The clue is in the title. This little book – more of an extended essay, really; its 153 pages are written without chapter divisions – charts Johnson’s love for Shostakovich’s music, but it goes deeper by explaining how it acted almost as medicine during some extraordinarily difficult times in Johnson’s life. He goes into depth, with disarming honesty, about the mental health problems that he has lived with since childhood. Even when very young, Johnson struggled with serious depression and was later diagnosed as bipolar. This was heightened by living with a mother who had, if anything, an even more turbulent mental health history which she often seemed to work out on her son. The book makes grimly compelling reading as it describes Johnson’s youthful, often uncomprehending exchanges with his troubled mother, recalled from a position of sympathy and forgiveness as an adult. Even more involving, however, comes a passage where Johnson describes his decision, as an adult, to commit suicide, and the ways his loved ones, particularly his wife Kate, helped him to work through it and keep on living.
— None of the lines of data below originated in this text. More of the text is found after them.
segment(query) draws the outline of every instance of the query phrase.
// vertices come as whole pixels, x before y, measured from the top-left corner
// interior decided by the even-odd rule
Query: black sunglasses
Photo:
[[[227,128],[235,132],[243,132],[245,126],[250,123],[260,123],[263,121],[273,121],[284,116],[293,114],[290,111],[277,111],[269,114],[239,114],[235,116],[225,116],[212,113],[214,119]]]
And Shostakovich? Johnson writes brilliantly and beautifully about the composer’s ability to speak to him and to make him feel like he was not alone. Few composers can have lived through the psychological strain that Shostakovich suffered in Stalin’s Soviet Union, and yet he never gave in nor lost his innate humanity. Johnson homes in on some key works that have spoken to him – the fourth, seventh, eighth and tenth symphonies; the eighth string quartet, for example – and brings to them all his skills of analysis to investigate how the music works, but also how it reached out to him and drew him out of his darkest place.
He speaks repeatedly about how, in Shostakovich’s music, “I” becomes “we” and produces an empathy that reaches out to all humanity. That sense of empathy is one of the things that touched Johnson in his depression, but it’s also one of the secrets of the music’s overall power. Speaking about its wartime Leningrad premiered, Johnson writes about how the Leningrad symphony “held a mirror up to horror, and reflected that horror back to those whom it had all but destroyed – and in response they roared their approval.” (p. 7) That’s a constant theme of the book, and Johnson is at his best when he uses his powers of musical analysis to explain how it works. There’s a lovely description of the fourth symphony, for example, where he shows that the thematic connections in the vast structure are like connecting ropes, pulled taught across the abyss; and in them Johnson saw a mirror of his own fractured, leapfrogging thought processes. More than that, it made him conclude that he was not alone: “If Shostakovich should find the ‘method’, the thread of logic, in his teeming, cascading thoughts, then perhaps I could too.” (p. 48)
Despite its deeply personal nature, this remains a music book. Johnson brings his trademark lucidity to his exploration of how the vast structures of the symphonies lock together, and he’s equally compelling when exploring the smaller but equally exquisite world of the quartets. Perhaps I could have done without the digression into the workings of the human brain towards the end, but that’s a tiny gripe in a book that left me thoughtful, uplifted and keen to get back to the music as quickly as possible.